Over a dozen executive orders were signed, three of which involved revoking a permit to the Keystone XL pipeline, rejoining the Paris Agreement, and halting current Arctic oil and gas leasing. With the new administration’s focus on combating climate change and embracing more renewable energy sources, many are wondering what this will mean for the future of energy.
Here’s a quick breakdown of President Biden’s executive orders and how they might play out:
Revoking the Keystone XL Pipeline Permit
This is a bold move, considering how controversial this pipeline has been over the past several years. The pipeline currently is the mode of transportation for sending barrels of tar sands oil from Alberta, Canada, to U.S. Gulf Coast refineries. After environmental concerns about the project, plans to expand upon the pipeline were briefly stalled by President Barack Obama in 2015. Then in 2017, President Donald Trump gave the go-ahead for the project to move forward. Given the new situation, maybe the U.S. and Canada can start working together to come up with some clean energy alternatives that will create not only a sustainable future, but many more jobs in the process.
Rejoining the Paris Agreement
By rejoining the Paris Climate Agreement, President Biden is bringing the U.S. back to the global table by aligning to a worldwide plan to tackle climate change. Stepping back into this agreement will enable the U.S. to hone in on reducing its carbon emissions, while allowing us to unify with other countries around the world who are already doing so. Meanwhile, working with other countries to tackle these goals can potentially set up opportunities to innovate, expand upon, and create new renewable possibilities.
Halting Arctic Oil and Gas Leasing
With this executive action, President Biden instituted a temporary moratorium on the oil and gas leasing occurring at the Arctic National Wildlife Refuge. Some who oppose drilling expressed happiness with the decision and look forward to seeing the Arctic environment protected, while others, like Alaska Governor Mike Dunleavy, expressed disappointment; Dunleavy said in a statement that he was fighting for jobs for Alaskans and that Biden was “making good on his promise to turn Alaska into a large national park.”
Biden’s executive order to halt Arctic drilling comes after President Trump, on his last day of office, approved leases for drilling in Alaska across more than 400,000 acres. It’s uncertain whether or not Biden will ultimately succeed in stopping Arctic drilling, as a 2017 law exists that actually requires leasing in the refuge.
Also: In an effort to create more jobs, the Biden Administration has announced a new position in the Department of Energy (DOE).
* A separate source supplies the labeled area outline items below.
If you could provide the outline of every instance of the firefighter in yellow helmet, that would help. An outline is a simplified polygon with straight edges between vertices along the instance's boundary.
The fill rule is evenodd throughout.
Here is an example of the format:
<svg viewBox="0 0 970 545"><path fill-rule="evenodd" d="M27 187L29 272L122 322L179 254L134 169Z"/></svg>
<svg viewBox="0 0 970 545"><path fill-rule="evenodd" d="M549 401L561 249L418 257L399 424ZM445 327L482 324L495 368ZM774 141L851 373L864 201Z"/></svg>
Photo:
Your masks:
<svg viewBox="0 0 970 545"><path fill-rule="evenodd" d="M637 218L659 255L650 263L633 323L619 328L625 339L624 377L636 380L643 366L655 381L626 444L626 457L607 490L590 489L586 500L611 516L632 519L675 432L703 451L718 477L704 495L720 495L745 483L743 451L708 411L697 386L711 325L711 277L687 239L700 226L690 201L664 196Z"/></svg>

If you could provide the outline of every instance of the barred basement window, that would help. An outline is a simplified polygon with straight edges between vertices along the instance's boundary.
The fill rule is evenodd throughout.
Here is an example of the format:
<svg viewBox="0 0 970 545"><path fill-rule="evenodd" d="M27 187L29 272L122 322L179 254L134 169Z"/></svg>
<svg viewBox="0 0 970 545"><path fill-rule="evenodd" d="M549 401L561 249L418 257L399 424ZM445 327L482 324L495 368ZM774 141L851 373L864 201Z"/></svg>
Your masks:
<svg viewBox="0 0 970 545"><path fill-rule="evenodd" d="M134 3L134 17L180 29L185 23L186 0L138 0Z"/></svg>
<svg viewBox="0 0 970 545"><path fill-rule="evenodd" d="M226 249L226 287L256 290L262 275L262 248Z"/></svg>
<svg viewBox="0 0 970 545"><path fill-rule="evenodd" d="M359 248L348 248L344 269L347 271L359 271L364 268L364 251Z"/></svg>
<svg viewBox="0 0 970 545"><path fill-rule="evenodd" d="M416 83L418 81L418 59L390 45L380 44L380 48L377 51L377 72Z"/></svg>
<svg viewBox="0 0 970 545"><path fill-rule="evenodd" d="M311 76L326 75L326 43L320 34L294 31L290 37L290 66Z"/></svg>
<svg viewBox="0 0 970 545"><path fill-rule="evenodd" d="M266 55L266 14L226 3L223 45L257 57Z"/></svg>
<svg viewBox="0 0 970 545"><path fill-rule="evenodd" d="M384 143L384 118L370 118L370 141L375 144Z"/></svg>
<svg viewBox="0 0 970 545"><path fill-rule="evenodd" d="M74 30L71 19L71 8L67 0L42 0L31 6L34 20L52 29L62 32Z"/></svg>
Jennifer Jean Kropke has come onboard as the Director of Energy Jobs. A graduate of UCLA, Kropke has worked as an attorney and most recently as Director of Workforce and Environmental Engagement for IBEW Local Union 11.
As President Biden has been clear on his intention to create 10 million clean energy jobs, Kropke’s addition to the DOE comes as no surprise. The new administration is also planning to invest in research and innovation, so as to create zero-carbon technologies that they believe will usher in a new wave of job opportunities.